In my humble opinion, you need to be on an even more widely viewed show and you need the whole hour. AND you need to promote how people can get help, and you need to remember we are scared. How many moms have said to you "I can't go anywhere for help here, I live in a small town."??? I'm one of them, and I've seen others say the same.
Can you get some connection to another national show and have the whole hour with answers that will help many of us? We all can't have Dr. Phil whisk us away without any notice to La Hacienda.

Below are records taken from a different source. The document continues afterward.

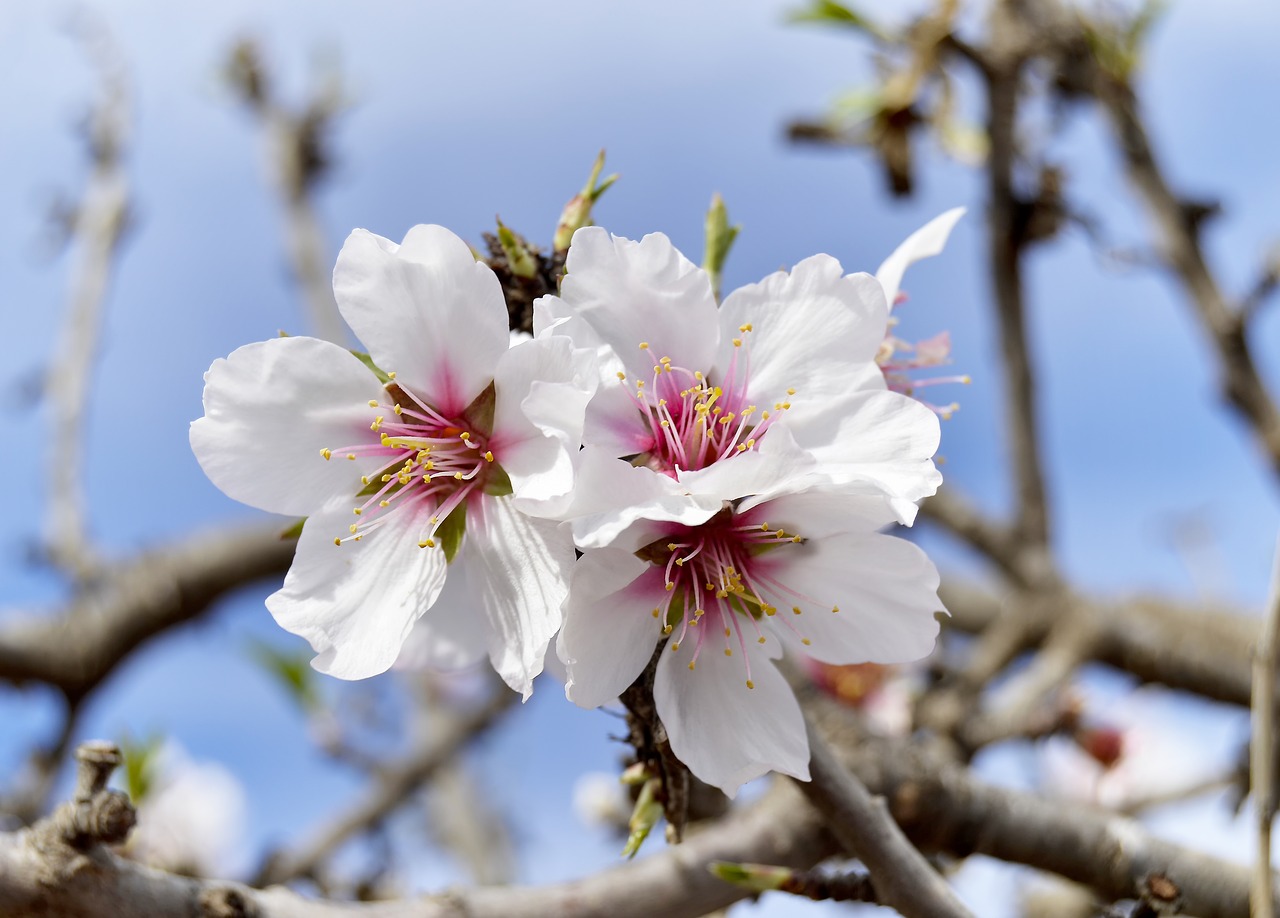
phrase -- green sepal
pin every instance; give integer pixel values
(291, 670)
(369, 361)
(837, 14)
(451, 531)
(755, 877)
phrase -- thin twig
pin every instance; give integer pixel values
(1261, 757)
(901, 876)
(99, 223)
(391, 790)
(298, 155)
(1006, 247)
(1178, 223)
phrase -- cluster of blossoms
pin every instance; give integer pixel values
(653, 469)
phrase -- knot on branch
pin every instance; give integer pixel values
(95, 816)
(227, 901)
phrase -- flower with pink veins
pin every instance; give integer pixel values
(795, 565)
(406, 480)
(688, 384)
(897, 357)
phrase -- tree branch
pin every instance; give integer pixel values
(1262, 749)
(392, 788)
(900, 875)
(99, 223)
(80, 645)
(1179, 227)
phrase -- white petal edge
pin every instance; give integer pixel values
(923, 243)
(453, 633)
(355, 603)
(882, 437)
(723, 731)
(886, 590)
(517, 567)
(609, 631)
(270, 407)
(426, 310)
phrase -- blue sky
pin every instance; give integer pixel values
(465, 110)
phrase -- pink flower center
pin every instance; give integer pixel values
(717, 583)
(432, 464)
(690, 421)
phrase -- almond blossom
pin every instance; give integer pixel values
(408, 478)
(688, 384)
(899, 359)
(727, 587)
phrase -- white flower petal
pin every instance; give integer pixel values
(776, 466)
(632, 292)
(609, 631)
(270, 407)
(453, 633)
(542, 391)
(519, 570)
(886, 590)
(723, 731)
(882, 437)
(821, 511)
(923, 243)
(611, 494)
(810, 329)
(426, 310)
(356, 602)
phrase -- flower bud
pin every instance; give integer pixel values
(720, 240)
(644, 817)
(577, 211)
(520, 260)
(755, 877)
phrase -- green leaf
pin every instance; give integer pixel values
(291, 670)
(498, 482)
(836, 13)
(451, 531)
(720, 240)
(369, 361)
(479, 414)
(140, 764)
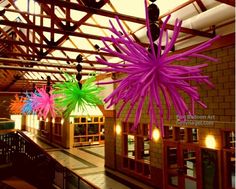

Your old friend, Anonymous #1
Hi sweetie, I did email you back, ipromise. I'm in class right now i will resend it when I get home. Xoxo em
ReplyDeleteI'm with Anonymous #1 - I think your life is about to move in an extremely good direction! And we're gonna back you all the way! By the way - hello again Anon #1 - haven't heard from you in a while & glad you're back!
ReplyDeleteWent to a speaker meeting tonite and it was absolutely AMAZING!!! I was so moved by this woman's strength, faith & courage. Excellent nite!
I also picked up my 60 day sober chip tonite - it felt soooo good! My life in the past 60 days is the life I wish I would/could have lived for many years instead of drinking away those years. I am grateful that I am happier today, more gracious, at peace, feel healthier, have made tons of new friends, am looking at & living life in a new & exciting way, closer to God than I have been in a really long time, enjoying my husband and boys on a whole new different level.....the list just goes on and on and on! I LOVE MY LIFE & I LOVE MYSELF NOW MORE THAN EVER!!! Sorry all - I am just really happy & excited right now - I TRULY feel good! I want everyone that is struggling with drinking to get the feeling that I have right now!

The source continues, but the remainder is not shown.